Finding the delicate balance between tradition and innovation.
A friend who recently returned from China remarked that the country reflects the past, present, and future, all at the same time. In smog-choked Beijing, where the 15th-century Temple of Heaven is still a beloved and much-visited oasis, the eye-popping, epic-scale works of contemporary architecture—the CCTV headquarters by OMA, the Bird’s Nest by Herzog & de Meuron—announce that the future is already here.
But the latest Pritzker laureate, Chinese architect Wang Shu, has some issues with that future, and he used his platform during the award ceremony in Beijing a month ago to criticize the way his country has responded to economic growth, questioning the sweeping “demolition and new construction” in its rapidly expanding cities and the reliance on “gigantic and iconic architecture.” Citing Wang for architecture with a “strong sense of cultural continuity and reinvigorated tradition,” the Pritzker jury seemed to concur—though the prize has been awarded in the past to designers most famous for the kind of iconic buildings Wang decried. Some of those architects, including Frank Gehry, Zaha Hadid, and Jean Nouvel, were in the audience listening to Wang speak.
Traditional or radical? Those choices are fraught and usually complex. In Beijing, the destruction of hutongs—the narrow alleys lined with traditional courtyard houses—in favor of the soulless sprawl of high-rise apartment towers is a cultural loss, which Wang would understandably deplore. Yet as charming as those hutong houses might seem, most failed to provide such basic amenities as modern plumbing.
And the problems of housing China’s exploding urban population are on a scale never seen in human history. Architects are at the epicenter of these dilemmas and, at their best, try to navigate between respecting the past and embracing the future. Yet tensions over how to strike such a delicate balance keep cropping up.
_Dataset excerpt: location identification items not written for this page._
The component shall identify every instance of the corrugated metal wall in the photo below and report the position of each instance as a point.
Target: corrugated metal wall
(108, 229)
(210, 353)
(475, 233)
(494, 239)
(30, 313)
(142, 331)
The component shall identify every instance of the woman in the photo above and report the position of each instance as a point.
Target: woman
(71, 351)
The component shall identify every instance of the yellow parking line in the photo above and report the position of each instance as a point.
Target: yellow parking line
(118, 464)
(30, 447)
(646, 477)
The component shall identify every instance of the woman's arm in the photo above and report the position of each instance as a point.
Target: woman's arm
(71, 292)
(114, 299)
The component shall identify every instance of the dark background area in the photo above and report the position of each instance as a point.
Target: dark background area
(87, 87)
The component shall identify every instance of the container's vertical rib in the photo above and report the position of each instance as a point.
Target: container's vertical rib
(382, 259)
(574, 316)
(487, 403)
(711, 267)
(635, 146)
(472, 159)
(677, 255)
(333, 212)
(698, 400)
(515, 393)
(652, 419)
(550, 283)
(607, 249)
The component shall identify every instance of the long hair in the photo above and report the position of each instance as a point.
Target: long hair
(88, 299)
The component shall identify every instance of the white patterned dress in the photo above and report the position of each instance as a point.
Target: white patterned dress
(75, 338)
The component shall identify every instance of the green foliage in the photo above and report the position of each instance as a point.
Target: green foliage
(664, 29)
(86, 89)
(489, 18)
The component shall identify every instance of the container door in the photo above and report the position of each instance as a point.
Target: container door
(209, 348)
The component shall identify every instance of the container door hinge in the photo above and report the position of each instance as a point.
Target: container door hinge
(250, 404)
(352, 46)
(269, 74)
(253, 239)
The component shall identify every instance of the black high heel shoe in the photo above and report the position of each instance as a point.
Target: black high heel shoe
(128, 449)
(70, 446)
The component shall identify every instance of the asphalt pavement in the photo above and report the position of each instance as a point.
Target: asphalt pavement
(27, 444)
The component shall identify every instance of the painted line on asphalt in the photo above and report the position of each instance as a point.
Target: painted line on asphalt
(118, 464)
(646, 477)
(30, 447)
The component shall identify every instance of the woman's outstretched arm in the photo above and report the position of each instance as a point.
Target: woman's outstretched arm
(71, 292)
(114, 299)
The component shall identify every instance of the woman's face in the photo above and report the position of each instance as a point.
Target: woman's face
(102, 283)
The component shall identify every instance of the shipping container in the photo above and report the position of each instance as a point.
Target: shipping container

In Washington, D.C., those who favor traditional design are declaring a momentary victory in their opposition to the proposed Eisenhower Memorial designed by Gehry. The bipartisan Eisenhower Memorial Commission, which has unanimously supported the design, is now delaying the approval process. While some members of the Eisenhower family have expressed dissatisfaction with aspects of Gehry’s scheme, an organization called the National Civic Art Society wants to derail the design entirely. According to its website, the “Society will continue to seek the restoration of the classical tradition to its rightful primacy in our nation’s capital.” The memorial as planned, says the site, “would be an uncivil, brutal insult to the classical city envisioned by Pierre L’Enfant and our nation’s Founders.”
Interpreting our founders’ convictions as extending to 21st-century design is an astonishing exercise in fantasy; most of the founding fathers were radicals, at least in politics, in their day. But the leaders of the National Civic Art Society are clever at portraying themselves as the outliers now, terming their movement for classical architecture antielitist and the “new counterculture.”
In this issue of record, we showcase architecture that we think is antielitist, through the ingenious use of humble materials in projects that reflect artful mediation between tradition and innovation. In Cartagena, Spain—a onetime Roman port with a long history visible in its ancient amphitheater and centuries-old ramparts—a seaside congress center has been created almost entirely of gorgeously colorful plastic, in a form that echoes the shipping containers on neighboring wharves. And in another locale with Roman roots—Alise-Sainte-Reine, France—a drum-shaped building, cloaked in larch wood strips, commemorates the site as the place where Julius Caesar finally defeated the Gauls to expand his empire.
Between that distant past and an unknowable future, the present is always a good place to land. And while the greatest architecture conveys an aura of timelessness, it also reflects the authenticity of its own time and place.